Note the difference with GCP? We have made the choice to add an inline build flow. This is better because we don’t have to duplicate the same buidspec across all our ML repositories. Another advantage is that if the DevOps team wants to update the flow, it can do it without modifying the source repository. Let’s also upload the bash scripts to S3 and download them when the job is triggered. Again, this gives the flexibility to the team to modify the CI pipeline and apply the changes to all the repositories at once (ultimately, these scripts should be version controlled as well!). It also enables the team to have different scripts for different branches (dev, stage, prod, etc.)
GCP also supports inline cloud build, so feel free to follow the same approach!
Deploy the CloudFormation template.
The parameters should be:
- RepositoryName: Name of your GitHub repository
- RepoCloneUrl: HTTPS Clone URL of your repository
- DeploymentBucket: Bucket used to store the deployment scripts. If you don’t have any, deploy the CloudFormation template bucket.yaml first.

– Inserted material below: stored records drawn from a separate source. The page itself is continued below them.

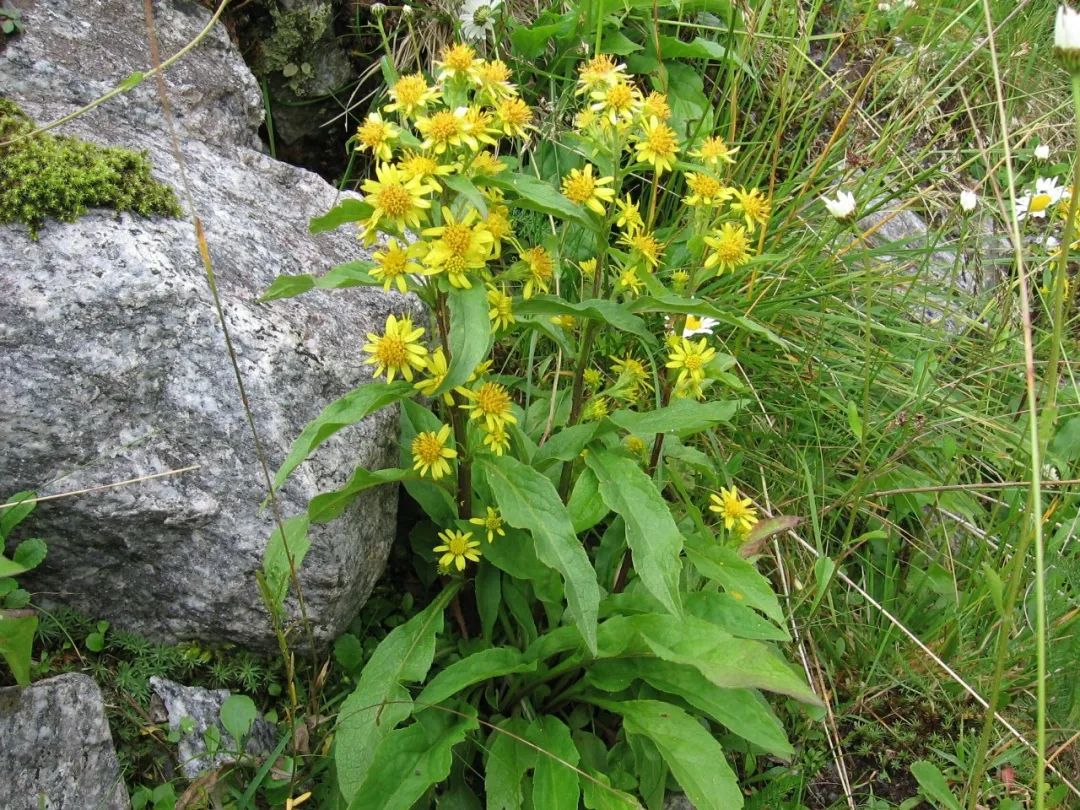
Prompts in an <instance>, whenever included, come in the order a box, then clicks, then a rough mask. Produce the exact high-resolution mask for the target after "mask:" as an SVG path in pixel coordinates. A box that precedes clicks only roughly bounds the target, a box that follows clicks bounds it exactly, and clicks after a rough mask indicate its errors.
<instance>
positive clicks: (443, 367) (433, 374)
mask: <svg viewBox="0 0 1080 810" xmlns="http://www.w3.org/2000/svg"><path fill="white" fill-rule="evenodd" d="M423 370H424V372H427V374H428V377H427V378H426V379H422V380H418V381H417V382H415V383H414V384H413V388H415V389H416V390H417V391H419V392H420V393H421V394H423V395H424V396H434V395H435V391H437V390H438V387H440V386H442V384H443V380H445V379H446V373H447V370H448V364H447V362H446V354H445V353H444V352H443V347H441V346H440V347H436V348H435V351H433V352H431V353H430V354H429V355H428V356H427V357H424V368H423ZM443 402H445V403H446V404H447V405H453V404H454V395H453V394H450V392H449V391H444V392H443Z"/></svg>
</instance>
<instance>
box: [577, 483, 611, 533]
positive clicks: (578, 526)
mask: <svg viewBox="0 0 1080 810" xmlns="http://www.w3.org/2000/svg"><path fill="white" fill-rule="evenodd" d="M566 511H567V512H569V513H570V522H571V523H572V524H573V530H575V531H577V532H578V534H579V535H580V534H581V532H582V531H585V530H588V529H591V528H592V527H593V526H595V525H596V524H598V523H599V522H600V521H603V519H604V518H605V517H606V516H607V514H608V512H610V511H611V510H610V509H608V505H607V504H606V503H605V502H604V501H603V499H602V498H600V484H599V482H598V481H596V473H594V472H593V471H592V470H590V469H589V468H588V467H586V468H585V469H583V470H582V471H581V473H580V474H579V475H578V480H577V481H576V482H575V483H573V489H571V490H570V500H568V501H567V502H566Z"/></svg>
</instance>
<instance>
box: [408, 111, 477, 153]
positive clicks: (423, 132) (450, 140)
mask: <svg viewBox="0 0 1080 810" xmlns="http://www.w3.org/2000/svg"><path fill="white" fill-rule="evenodd" d="M465 113H467V110H465V108H464V107H458V108H457V109H455V110H438V111H437V112H435V113H434V114H432V116H423V117H421V118H418V119H417V120H416V129H417V130H418V131H419V133H420V135H421V136H423V141H422V143H421V144H420V146H422V147H423V148H424V149H430V150H431V151H433V152H434V153H435V154H443V153H444V152H445V151H446V150H447V149H449V148H450V147H460V146H467V147H469V148H470V149H472V150H473V151H475V150H476V149H478V148H480V143H478V141H477V140H476V138H475V137H474V136H473V135H472V133H471V131H470V130H471V126H472V125H471V124H470V123H469V119H468V118H467V114H465Z"/></svg>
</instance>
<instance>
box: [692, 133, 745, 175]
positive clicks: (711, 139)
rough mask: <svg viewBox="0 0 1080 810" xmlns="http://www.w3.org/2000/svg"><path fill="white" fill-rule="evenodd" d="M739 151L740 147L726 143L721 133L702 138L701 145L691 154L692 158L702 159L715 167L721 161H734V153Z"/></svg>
mask: <svg viewBox="0 0 1080 810" xmlns="http://www.w3.org/2000/svg"><path fill="white" fill-rule="evenodd" d="M738 151H739V147H730V146H728V145H727V144H726V143H724V138H721V137H720V136H719V135H714V136H713V137H708V138H705V139H704V140H702V141H701V146H699V147H698V148H697V149H694V150H693V151H691V152H690V153H689V154H690V157H691V158H697V159H698V160H700V161H701V162H702V163H704V164H705V165H706V166H714V167H715V166H718V165H719V164H720V163H734V162H735V159H734V153H735V152H738Z"/></svg>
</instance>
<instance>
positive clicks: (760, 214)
mask: <svg viewBox="0 0 1080 810" xmlns="http://www.w3.org/2000/svg"><path fill="white" fill-rule="evenodd" d="M732 193H733V194H734V198H735V201H734V202H733V203H731V211H733V212H735V213H737V214H742V215H743V219H745V220H746V230H748V231H750V232H751V233H753V232H754V229H755V227H756V226H757V225H767V224H768V221H769V216H770V215H771V214H772V205H771V204H770V203H769V199H768V198H767V197H766V195H765V194H762V193H761V192H760V191H759V190H758V189H756V188H752V189H751V190H750V191H747V190H746V189H743V188H740V189H732Z"/></svg>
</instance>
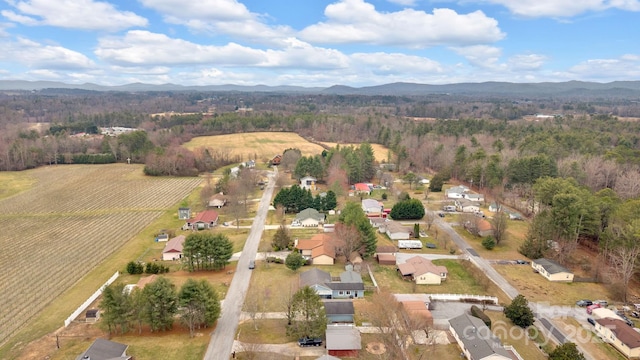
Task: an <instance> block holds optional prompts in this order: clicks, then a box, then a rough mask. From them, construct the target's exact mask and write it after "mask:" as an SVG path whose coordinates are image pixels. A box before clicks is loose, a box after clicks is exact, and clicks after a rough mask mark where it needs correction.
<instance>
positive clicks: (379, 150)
mask: <svg viewBox="0 0 640 360" xmlns="http://www.w3.org/2000/svg"><path fill="white" fill-rule="evenodd" d="M322 144H324V145H327V146H329V147H335V146H336V145H338V143H332V142H324V141H323V142H322ZM339 145H340V146H349V145H353V146H360V144H339ZM371 148H372V149H373V156H374V157H375V159H376V161H377V162H379V163H383V162H388V160H389V159H388V155H389V149H388V148H386V147H384V146H382V145H380V144H371Z"/></svg>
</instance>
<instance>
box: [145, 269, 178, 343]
mask: <svg viewBox="0 0 640 360" xmlns="http://www.w3.org/2000/svg"><path fill="white" fill-rule="evenodd" d="M143 293H144V295H145V299H146V300H147V303H146V306H145V319H146V321H147V324H149V326H150V327H151V331H165V330H170V329H171V327H172V326H173V319H174V316H175V315H176V313H177V312H178V295H177V293H176V287H175V285H174V284H173V283H171V282H170V281H169V280H167V279H166V278H164V277H160V278H158V279H157V280H156V281H154V282H152V283H150V284H148V285H147V286H145V287H144V290H143Z"/></svg>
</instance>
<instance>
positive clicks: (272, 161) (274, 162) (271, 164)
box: [269, 154, 282, 166]
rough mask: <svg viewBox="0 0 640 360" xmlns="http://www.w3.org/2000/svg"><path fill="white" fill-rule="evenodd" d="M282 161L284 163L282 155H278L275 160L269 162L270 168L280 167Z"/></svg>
mask: <svg viewBox="0 0 640 360" xmlns="http://www.w3.org/2000/svg"><path fill="white" fill-rule="evenodd" d="M281 161H282V155H280V154H278V155H276V156H274V157H273V159H271V160H270V161H269V165H270V166H278V165H280V162H281Z"/></svg>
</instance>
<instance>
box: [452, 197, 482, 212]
mask: <svg viewBox="0 0 640 360" xmlns="http://www.w3.org/2000/svg"><path fill="white" fill-rule="evenodd" d="M455 205H456V211H462V212H465V213H475V212H478V211H480V204H479V203H477V202H475V201H470V200H466V199H461V200H456V201H455Z"/></svg>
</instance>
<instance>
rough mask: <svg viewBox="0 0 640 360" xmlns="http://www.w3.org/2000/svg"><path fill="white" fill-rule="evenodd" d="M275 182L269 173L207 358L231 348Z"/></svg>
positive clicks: (223, 358) (232, 343) (223, 356)
mask: <svg viewBox="0 0 640 360" xmlns="http://www.w3.org/2000/svg"><path fill="white" fill-rule="evenodd" d="M276 171H277V170H276ZM274 186H275V176H273V174H270V175H269V184H268V185H267V187H266V188H265V191H264V193H263V194H262V198H261V200H260V205H259V206H258V213H257V215H256V217H255V219H254V221H253V225H252V226H251V231H250V232H249V236H248V237H247V242H246V243H245V244H244V249H243V250H242V256H240V259H239V260H238V266H237V267H236V272H235V274H234V276H233V280H232V281H231V285H230V286H229V290H228V291H227V296H226V297H225V299H224V301H223V302H222V315H221V316H220V319H218V324H217V326H216V329H215V330H214V331H213V333H212V334H211V341H209V346H208V347H207V352H206V353H205V355H204V358H205V359H206V360H228V359H229V358H230V356H231V352H232V351H233V340H234V337H235V334H236V330H237V329H238V323H239V320H240V312H241V310H242V304H243V303H244V298H245V295H246V294H247V289H248V288H249V281H250V280H251V270H249V260H251V259H255V258H256V254H257V252H258V245H259V243H260V238H261V237H262V231H263V230H264V223H265V220H266V218H267V213H268V212H269V203H270V202H271V196H272V195H273V188H274Z"/></svg>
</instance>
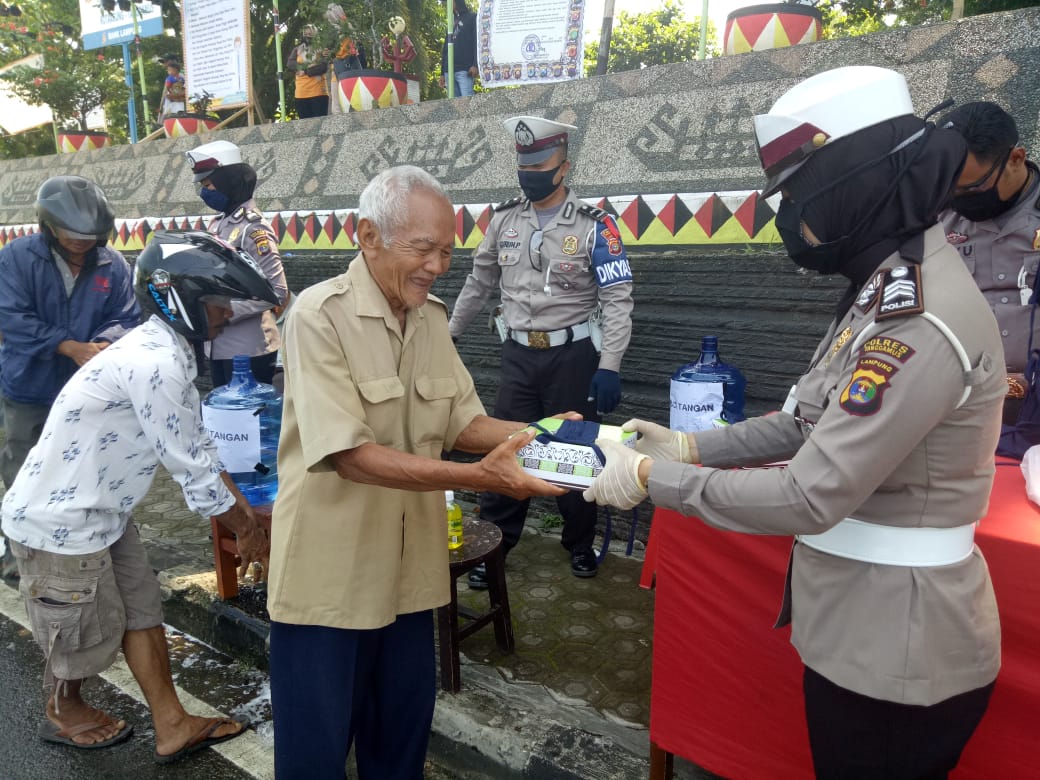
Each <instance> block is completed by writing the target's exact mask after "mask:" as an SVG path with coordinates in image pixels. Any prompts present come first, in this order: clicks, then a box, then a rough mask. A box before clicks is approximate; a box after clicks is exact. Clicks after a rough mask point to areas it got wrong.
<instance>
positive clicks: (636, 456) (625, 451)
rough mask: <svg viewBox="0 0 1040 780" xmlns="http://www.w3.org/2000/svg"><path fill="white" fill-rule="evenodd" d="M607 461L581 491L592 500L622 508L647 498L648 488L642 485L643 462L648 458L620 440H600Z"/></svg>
mask: <svg viewBox="0 0 1040 780" xmlns="http://www.w3.org/2000/svg"><path fill="white" fill-rule="evenodd" d="M596 444H597V446H598V447H599V448H600V449H602V450H603V454H604V456H605V457H606V464H605V465H604V466H603V470H602V471H601V472H599V476H597V477H596V479H595V480H594V482H593V484H592V486H590V488H589V489H588V490H586V491H584V493H582V494H581V495H582V497H583V498H584V499H586V500H587V501H589V502H590V503H592V502H596V503H600V504H606V505H607V506H617V508H618V509H619V510H630V509H631V508H632V506H634V505H635V504H638V503H640V501H642V500H643V499H644V498H646V497H647V489H646V488H644V487H643V485H641V484H640V476H639V469H640V463H642V462H643V461H645V460H646V459H647V457H646V456H645V454H643V453H642V452H636V451H635V450H634V449H632V448H631V447H626V446H625V445H624V444H621V443H620V442H616V441H610V440H608V439H597V440H596Z"/></svg>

Once deployed, you should see a new CodeBuild job has been created. Try to push a change to your repository and you should see a new build being triggered.
Conclusion
We have seen how to create a simple Continuous Integration for your ML projects. We have used GCP Cloud Build and AWS CodeBuild, but there are other tools and products that you can explore. This demo repository is a just an example to get you started and you can enhance it in many ways, depending on your own requirements. Keep in mind this is only for CI, and in a future article, we will see how to include CD.